Another one you might want to consider is the Big Rock Pharos. It's $300 for the whole package at Lancaster. I have not personally shot it, but I have talked to people who have and they say it's a nice little ILF hunting package for the money.









If you want to shoot off the shelf, it's more set up for that than the Excel.

KPC


----------



## mtboho (Dec 13, 2004)

That would be a great way to go. I am left handed though....


----------



## Viper1 (Aug 21, 2003)

mt - 

I'd use a NAP CenterShot flipper on the Excel, but if you wanted to build up the shelf, I'm kinda old school there. While you could fabricate anything you like the old style vertical feather rests would be my choice. Just remember that the riser is built pretty far passed center, so if you go that route, you'll need a plunger or a thick strike plate.

Another option would be a Warf. 
Try Tradtalk.com and visit the warfingwall subforum. 
These are certain old compound risers, modified to use ILF limbs. 
Probably the most affordable way to go. 
Ditto on the rest thing if you use a warf.

Viper1 out.


----------



## sawtoothscream (Apr 19, 2008)

if not is in rush you can usually grab a used tradtech titan for good prices.


----------



## Toxo-Philite (Nov 17, 2015)

Check out the Win & Win Black Wolf Carbon riser:

http://www.lancasterarchery.com/win-win-black-wolf-recurve-riser.html

Together with Uukha Limbs:
http://www.lancasterarchery.com/uukha-vx1000-xcurve-recurve-limbs.html

it makes a great looking and functioning hunting bow.

Good luck,


----------



## Bowmania (Jan 3, 2003)

A while back I took Viper's advise and got the Excel. Very nice for the money and you get yourself into the ILF fenzy.

I'm impressed with the grip and w/o the grip. Have had student say they like it over others I have.

Bowmania


----------



## reddogge (Jul 21, 2009)

Best deal for the money right now is a warfed Bear Black Bear riser. You can find them already to go for $100 or so.


----------



## Easykeeper (Jan 2, 2003)

In Montana you must get a lot of cold weather during hunting season. If you hunt in a way that you are holding the bow for any length of time I think you would like a wood riser. I'm not familiar enough with ILF risers to recommend any from experience but the new TradTech Trident is one I'd consider.

I have nothing against metal risers except for the way they act like a heat sink in my hand.
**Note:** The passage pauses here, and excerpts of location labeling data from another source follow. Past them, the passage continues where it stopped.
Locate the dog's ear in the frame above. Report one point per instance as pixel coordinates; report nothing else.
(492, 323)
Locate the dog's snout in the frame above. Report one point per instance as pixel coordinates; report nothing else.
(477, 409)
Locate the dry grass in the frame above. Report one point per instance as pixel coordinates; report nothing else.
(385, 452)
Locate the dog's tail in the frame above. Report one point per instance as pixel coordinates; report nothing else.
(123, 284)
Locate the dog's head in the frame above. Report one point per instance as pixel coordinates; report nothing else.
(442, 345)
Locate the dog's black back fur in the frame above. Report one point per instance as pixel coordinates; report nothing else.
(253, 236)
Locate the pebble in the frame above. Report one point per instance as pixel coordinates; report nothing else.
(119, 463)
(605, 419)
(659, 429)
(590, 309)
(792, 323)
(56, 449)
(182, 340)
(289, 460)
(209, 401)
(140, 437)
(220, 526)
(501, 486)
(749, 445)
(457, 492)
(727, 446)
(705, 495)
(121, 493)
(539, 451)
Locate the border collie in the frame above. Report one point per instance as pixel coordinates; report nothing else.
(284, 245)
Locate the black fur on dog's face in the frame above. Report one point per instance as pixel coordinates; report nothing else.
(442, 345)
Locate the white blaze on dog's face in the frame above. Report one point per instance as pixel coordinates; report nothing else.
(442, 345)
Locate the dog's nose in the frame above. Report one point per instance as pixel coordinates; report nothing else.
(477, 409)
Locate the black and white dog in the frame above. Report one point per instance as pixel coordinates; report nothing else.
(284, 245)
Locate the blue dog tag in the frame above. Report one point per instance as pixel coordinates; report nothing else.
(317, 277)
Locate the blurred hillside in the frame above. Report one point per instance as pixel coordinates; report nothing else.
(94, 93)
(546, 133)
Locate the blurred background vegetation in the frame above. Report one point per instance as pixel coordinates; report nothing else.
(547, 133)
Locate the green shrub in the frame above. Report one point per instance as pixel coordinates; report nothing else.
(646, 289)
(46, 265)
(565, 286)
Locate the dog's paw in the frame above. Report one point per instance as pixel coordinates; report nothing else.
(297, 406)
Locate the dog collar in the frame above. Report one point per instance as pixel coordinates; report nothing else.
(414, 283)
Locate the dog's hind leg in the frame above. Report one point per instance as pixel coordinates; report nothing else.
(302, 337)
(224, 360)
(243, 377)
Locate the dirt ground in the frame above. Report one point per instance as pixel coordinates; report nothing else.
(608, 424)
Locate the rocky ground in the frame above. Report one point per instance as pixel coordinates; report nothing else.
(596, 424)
Even with a wood grip I can't hold a metal riser for long periods of time in cold weather.


----------



## MGF (Oct 27, 2012)

I just got the TT Trident 19" riser with a set of WW wood/glass limbs. Unfortunately, the weather has been so lousy I haven't had a chance to shoot it except for the few shots I took with it in the shop (Lancaster).

I wish I had more to report.


----------



## mtboho (Dec 13, 2004)

reddogge said:


> Best deal for the money right now is a warfed Bear Black Bear riser. You can find them already to go for $100 or so.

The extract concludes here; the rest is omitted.